Мать еще крепче сжимает мои плечи и встряхивает меня.

– Тише! – тихо, но резко произносит она. – Ты была рождена ради этого момента. Тебе радоваться надо!

– Как же мне радоваться? – я давлюсь рыданиями. – Я не могу! Не могу!

В панике я начинаю оглядывать окружавшие меня лица в поисках кого-то, кто мог бы понять меня и освободить от этого безумия. В этот момент ко мне подходит Гилфорд и берет меня за руку.

– Будь храброй, – говорит он. – Это прекрасная возможность для нас. Это прекрасно. Я так тобой горжусь!

Я смотрю на него во все глаза, как будто он внезапно заговорил со мной по-японски. Что он имеет в виду? О чем он?

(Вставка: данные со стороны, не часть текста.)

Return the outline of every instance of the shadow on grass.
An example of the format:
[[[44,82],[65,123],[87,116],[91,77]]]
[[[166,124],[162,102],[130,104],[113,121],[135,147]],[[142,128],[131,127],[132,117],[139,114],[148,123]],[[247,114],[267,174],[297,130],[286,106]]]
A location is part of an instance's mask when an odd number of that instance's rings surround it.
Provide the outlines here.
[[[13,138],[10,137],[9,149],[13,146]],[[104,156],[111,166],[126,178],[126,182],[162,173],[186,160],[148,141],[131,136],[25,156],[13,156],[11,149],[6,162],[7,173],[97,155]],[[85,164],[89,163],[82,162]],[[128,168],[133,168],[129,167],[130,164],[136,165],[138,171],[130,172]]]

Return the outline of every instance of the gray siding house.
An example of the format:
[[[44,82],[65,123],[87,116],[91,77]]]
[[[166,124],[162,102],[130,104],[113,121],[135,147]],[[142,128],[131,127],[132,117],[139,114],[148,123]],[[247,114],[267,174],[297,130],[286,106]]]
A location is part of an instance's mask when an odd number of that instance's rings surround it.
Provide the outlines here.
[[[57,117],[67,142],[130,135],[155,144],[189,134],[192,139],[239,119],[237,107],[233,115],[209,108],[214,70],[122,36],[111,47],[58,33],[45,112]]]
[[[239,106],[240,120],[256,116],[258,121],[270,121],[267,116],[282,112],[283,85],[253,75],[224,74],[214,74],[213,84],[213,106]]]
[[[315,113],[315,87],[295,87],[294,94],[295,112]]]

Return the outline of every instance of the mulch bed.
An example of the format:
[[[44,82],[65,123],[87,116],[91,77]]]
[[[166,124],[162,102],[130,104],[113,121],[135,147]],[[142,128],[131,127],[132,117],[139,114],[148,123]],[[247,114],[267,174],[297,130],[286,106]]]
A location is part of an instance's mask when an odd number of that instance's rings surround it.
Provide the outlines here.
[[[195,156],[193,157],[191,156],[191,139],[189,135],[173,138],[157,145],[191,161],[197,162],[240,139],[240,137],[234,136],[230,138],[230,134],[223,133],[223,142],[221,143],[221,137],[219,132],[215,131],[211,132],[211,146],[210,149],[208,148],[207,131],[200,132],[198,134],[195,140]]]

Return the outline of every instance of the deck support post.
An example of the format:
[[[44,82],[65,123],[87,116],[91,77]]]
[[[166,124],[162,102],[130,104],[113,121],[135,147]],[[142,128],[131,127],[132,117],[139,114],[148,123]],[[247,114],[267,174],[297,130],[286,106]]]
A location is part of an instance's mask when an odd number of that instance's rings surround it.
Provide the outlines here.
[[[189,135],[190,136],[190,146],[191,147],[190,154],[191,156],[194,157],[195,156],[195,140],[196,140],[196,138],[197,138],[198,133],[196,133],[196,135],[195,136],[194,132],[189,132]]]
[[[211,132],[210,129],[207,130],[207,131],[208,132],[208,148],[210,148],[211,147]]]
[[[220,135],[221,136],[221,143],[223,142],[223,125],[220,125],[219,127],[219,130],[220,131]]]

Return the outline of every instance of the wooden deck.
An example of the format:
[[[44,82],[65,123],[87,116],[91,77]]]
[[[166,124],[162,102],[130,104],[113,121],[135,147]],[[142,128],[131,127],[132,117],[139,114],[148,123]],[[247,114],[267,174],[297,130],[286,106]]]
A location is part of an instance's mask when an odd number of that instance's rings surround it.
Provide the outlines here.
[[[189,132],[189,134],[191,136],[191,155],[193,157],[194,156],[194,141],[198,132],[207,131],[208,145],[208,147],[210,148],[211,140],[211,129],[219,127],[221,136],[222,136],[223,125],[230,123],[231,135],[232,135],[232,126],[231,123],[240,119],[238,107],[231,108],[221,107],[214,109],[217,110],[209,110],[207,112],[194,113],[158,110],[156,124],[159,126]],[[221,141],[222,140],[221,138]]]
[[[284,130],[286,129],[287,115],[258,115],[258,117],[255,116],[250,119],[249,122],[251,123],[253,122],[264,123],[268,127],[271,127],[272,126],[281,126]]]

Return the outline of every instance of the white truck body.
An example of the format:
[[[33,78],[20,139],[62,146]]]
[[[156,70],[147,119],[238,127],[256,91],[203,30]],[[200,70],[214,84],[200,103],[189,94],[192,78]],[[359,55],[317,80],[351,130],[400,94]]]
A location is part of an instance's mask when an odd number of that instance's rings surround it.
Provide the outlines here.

Тем временем Гилфорд выдает одну из своих милых детских улыбок, выпускает мою руку и направляется к матери. Никому нет дела до того, что я отказываюсь от короны, никто не слушает мои протесты против того, что меня возводят на трон. Они коронуют меня независимо от моего согласия. Теперь мне кажется, что я угодила ногой в капкан: я все еще могу крутиться на месте, я могу кричать, но меня уже ничто не спасет.

Тауэр, Лондон.

Июль 1553 года

На мне новое платье из расшитого золотом зеленого бархата. Должно быть, его тайно сшили по мне заранее, готовясь к этому дню. Когда его корсет затягивали на моей талии, я подумала, что он впивается в мое тело так же туго, как и петля, затягиваемая на моей шее. И тогда я понимаю, что все это действо не было случайным даром от умирающего кузена короля. Мое избрание стало плодом хорошо продуманного плана, который был составлен еще несколько месяцев назад, именно столько времени понадобилось портному, чтобы закончить свою работу. Наверняка это мой свекр, глава Совета, Джон Дадли распорядился насчет этого наряда и этой коронации, а мой отец с этим всем согласился. Как согласились и все лорды – члены Совета, и лишь потом мой бедный больной кузен Эдуард принял эту идею как свою собственную и издал распоряжение, обращающее Совет против его сводной сестры, Марии, наследницы короны по праву крови.

Мать согласилась отказаться от своего права в мою пользу. Должно быть, она не одну неделю воевала со своей гордостью. У всех них был не один месяц, чтобы подготовиться к этим событиям и договориться со своей совестью. Если она была у них. Мне же приходится со всеми своими страхами обращаться ко Всевышнему, и на принятие данного мне свыше долга у меня оставалось всего несколько дней. Теперь же мне предстояло надеть новое, зеленое с золотым, платье, подняться на королевскую баржу, сесть на трон под золоченым балдахином и под развевающимися королевскими стягами направиться в Тауэр, чтобы подготовиться к коронации.

Раньше я бывала на королевской барже только как спутница кузена, теперь же я сижу на троне, стоящем в самом центре палубы, и ежусь от обдувающего его со всех сторон ветра. Когда мы подплываем к пристани, нас там уже ожидают сотни людей, вытянувшись вдоль набережной и внутри Тауэра, таращась на меня во все глаза. Мне было стыдно сходить с баржи и следовать в Тауэр через Львиные ворота под сенью не принадлежавших мне цветов. Я удивлена своей радости от присутствия Гилфорда, который сопровождает меня в эти ужасные минуты. Сначала он берет меня за руку, чтобы идти вместе со мной, затем отпускает, чтобы пропустить меня вперед, и это выглядит так изящно, что напоминает свадебный танец.

Я рада, что над моей головой расправлен балдахин, и мне кажется, что он скрывает от взора Всевышнего, как я иду навстречу измене. За мной идет моя мать, которая держит подол моего платья и натягивает его то вправо, то влево, как крестьянин, пашущий на норовистой лошади и то и дело щелкающий удилами, чтобы заставить скотинку вспороть слежавшуюся землю.